The only worry was that back when he was a tenth grader, José started to get sick. At first it seemed a mere nuisance, if a strange one. Beginning in his sophomore year, odd little lesions that resembled pimples started appearing on his legs and hands. He lost sensation in his forearms and fingers, so much so that he could soon, much to the astonishment of his brothers and sisters, sink a pin deep into his flesh without flinching. As high school progressed, the sores started popping up on his back. A dermatologist diagnosed them as "grease balls" and lanced them free of charge, but the sores returned.
Next, a surgeon diagnosed varicose veins and operated, but that didn't help either. The sores returned, the numbness spread and, soon after, José's upper extremities started to ache fiercely. And then along came frequent high fevers and bouts of congestion. Getting out of bed was an agony.
By the time José got to Laredo Junior College with Magdalena, he was having real trouble keeping up with the work. Having exhausted all the medical resources in Laredo, José's parents turned to curanderismo — Mexican folk healing. The first healer they visited, in February of 1967, was a plump young woman across the bridge in Nuevo Laredo. She diagnosed José as suffering the physical manifestations of a broken heart, or perhaps a curse from an ex-girlfriend. That's funny, José thought to himself; he didn't feel heartbroken. The breakup the healer referred to happened way back in 1963, when he was 15 years old, and he had all but forgotten the girl. She prescribed that he pray in the nude while she massaged his body to transfer the curse. That cure didn't take.

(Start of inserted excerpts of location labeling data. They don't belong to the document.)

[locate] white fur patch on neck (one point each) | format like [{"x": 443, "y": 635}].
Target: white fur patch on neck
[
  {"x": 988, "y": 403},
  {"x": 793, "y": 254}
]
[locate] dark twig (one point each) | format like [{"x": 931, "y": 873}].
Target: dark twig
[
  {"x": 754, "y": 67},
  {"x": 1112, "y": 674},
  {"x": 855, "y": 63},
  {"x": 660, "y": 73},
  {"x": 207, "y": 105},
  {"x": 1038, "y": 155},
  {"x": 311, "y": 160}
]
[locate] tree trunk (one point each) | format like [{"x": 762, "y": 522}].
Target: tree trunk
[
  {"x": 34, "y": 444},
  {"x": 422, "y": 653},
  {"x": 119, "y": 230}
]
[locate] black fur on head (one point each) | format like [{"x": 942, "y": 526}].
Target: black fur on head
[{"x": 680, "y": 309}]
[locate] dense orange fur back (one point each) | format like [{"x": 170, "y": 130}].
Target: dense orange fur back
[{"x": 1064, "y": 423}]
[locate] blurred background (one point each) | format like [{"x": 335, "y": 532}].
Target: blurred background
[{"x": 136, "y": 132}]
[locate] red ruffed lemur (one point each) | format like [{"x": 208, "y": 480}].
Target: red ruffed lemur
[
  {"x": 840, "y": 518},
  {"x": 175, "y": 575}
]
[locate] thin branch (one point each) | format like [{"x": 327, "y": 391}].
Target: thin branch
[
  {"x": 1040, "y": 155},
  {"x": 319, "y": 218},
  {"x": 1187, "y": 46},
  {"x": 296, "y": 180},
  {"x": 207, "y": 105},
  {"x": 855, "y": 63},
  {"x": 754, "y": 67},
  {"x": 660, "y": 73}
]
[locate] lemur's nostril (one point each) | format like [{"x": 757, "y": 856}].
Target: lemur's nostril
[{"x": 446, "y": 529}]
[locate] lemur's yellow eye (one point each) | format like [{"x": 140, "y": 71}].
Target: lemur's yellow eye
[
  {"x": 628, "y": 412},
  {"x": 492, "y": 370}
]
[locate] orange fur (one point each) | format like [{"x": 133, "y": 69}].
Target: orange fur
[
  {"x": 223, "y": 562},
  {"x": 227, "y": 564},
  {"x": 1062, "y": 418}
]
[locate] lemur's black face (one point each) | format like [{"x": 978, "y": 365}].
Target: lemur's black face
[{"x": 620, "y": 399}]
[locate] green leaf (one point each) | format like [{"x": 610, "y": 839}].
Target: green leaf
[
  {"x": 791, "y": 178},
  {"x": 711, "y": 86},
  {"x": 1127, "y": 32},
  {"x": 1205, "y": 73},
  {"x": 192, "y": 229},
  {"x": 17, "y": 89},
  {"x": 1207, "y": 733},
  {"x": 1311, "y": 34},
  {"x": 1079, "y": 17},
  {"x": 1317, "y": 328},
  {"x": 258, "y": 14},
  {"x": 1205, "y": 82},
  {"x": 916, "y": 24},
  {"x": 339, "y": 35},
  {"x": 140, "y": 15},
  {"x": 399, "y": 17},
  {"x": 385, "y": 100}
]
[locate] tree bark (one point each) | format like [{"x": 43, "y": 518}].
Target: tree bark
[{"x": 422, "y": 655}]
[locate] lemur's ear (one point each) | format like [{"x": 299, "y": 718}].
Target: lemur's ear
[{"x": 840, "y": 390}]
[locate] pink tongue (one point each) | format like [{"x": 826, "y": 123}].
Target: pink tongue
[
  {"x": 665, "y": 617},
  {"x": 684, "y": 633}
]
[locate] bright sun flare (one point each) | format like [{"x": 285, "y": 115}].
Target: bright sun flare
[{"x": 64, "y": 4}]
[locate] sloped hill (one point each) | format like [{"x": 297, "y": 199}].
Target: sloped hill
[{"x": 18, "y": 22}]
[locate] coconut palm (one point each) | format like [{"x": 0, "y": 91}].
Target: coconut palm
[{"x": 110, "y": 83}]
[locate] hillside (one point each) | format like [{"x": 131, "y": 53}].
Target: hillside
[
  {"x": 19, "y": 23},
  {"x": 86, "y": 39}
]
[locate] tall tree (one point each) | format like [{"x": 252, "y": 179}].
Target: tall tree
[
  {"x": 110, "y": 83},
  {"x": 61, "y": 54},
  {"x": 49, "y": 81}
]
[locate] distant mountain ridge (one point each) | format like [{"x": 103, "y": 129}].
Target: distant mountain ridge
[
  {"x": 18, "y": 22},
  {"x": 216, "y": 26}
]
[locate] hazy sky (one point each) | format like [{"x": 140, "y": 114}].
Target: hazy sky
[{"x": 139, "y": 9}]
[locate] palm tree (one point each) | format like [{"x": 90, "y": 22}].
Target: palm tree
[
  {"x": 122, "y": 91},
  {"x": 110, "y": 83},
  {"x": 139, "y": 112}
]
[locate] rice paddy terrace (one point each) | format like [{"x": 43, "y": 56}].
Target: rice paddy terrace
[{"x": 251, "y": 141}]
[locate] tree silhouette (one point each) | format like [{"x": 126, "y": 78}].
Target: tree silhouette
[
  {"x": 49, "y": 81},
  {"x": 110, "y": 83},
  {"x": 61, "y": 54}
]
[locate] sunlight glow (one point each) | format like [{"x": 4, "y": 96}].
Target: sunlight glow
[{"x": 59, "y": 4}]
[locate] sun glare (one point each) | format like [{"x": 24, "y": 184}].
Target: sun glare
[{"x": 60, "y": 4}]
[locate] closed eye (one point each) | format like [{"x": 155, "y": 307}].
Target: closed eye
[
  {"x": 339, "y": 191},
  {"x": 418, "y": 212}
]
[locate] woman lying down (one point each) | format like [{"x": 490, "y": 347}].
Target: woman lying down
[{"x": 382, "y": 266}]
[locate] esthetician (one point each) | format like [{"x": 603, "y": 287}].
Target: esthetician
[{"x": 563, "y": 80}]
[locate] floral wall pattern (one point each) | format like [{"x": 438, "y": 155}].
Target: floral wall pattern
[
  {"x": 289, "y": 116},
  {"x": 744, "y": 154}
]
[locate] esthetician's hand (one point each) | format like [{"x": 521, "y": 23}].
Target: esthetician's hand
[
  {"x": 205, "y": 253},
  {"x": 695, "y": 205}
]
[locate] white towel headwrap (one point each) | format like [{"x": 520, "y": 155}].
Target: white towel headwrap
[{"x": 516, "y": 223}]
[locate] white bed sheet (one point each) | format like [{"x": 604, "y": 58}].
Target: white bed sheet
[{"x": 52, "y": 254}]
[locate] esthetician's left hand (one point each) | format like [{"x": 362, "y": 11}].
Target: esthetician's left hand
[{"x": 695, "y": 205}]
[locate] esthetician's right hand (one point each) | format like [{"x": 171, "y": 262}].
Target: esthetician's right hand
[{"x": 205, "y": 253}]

Next came a yerbero — an herbalist — whose favorite herb was apparently leather, as his treatment consisted of savagely thrashing José's sore-crusted back with his belt. That therapy ended abruptly when José's father, a Laredo cop, pulled out his chrome .38 and declared the proceedings at an end.
After a subsequent unsuccessful visit to a San Antonio dermatologist, the Ramirez family took the advice of a close friend and in December of 1967, they piled into the family's '64 Impala and headed for the north Mexican metropolis of Monterrey, high in the Sierra Madres. There, they would take José to visit one of Mexico's most revered and renowned curanderos. The curandero lived on the outskirts of town in a hut with a palm-frond roof. His yard was a riot of herbs.
After little more than a glance at José's sores, the wizened curandero made his cryptic diagnosis: "This disease is found in the Bible." He refused all payment, said José needed to see a specialist with expertise in diseases of the Bible, and handed over a prescription for prednisone, which instantly made José feel miraculously recovered, if only for a few hours.
By February of 1968, José was in really bad shape. He could no longer get out of bed, much less go to school, and he had lost faith in all doctors. His sister Raquel at last persuaded him to give medicine one last chance, and José agreed to be admitted to Laredo's Mercy Hospital. There, at last, after sending a biopsy to the Centers for Disease Control in Atlanta, a team of doctors figured out what was wrong with José Ramirez. A doctor came all the way down from Austin to break the earth-shattering news: José had leprosy.
The first thing José felt was relief; at least he knew what was wrong. While José was still processing the diagnosis, the Austin doctor added that, like 90 percent of all newly diagnosed Texan leprosy patients, for the time being, his new home would be Carville, which José first misheard as Kerrville. He knew that town — he had once competed there on the gridiron. No, the doctor explained, Carville was in Louisiana, and it was a special place for people with leprosy. He assured José that he would probably be back in Laredo in six months and that he would probably be able to continue his education in Louisiana.
But how would José get there? He was in bad shape; there was no way he could sit up for the entire 750-mile, pre-Interstate drive to Louisiana. He needed to go in an ambulance. Back then, funeral directors also operated ambulance services. The undertaker said he couldn't spare an ambulance.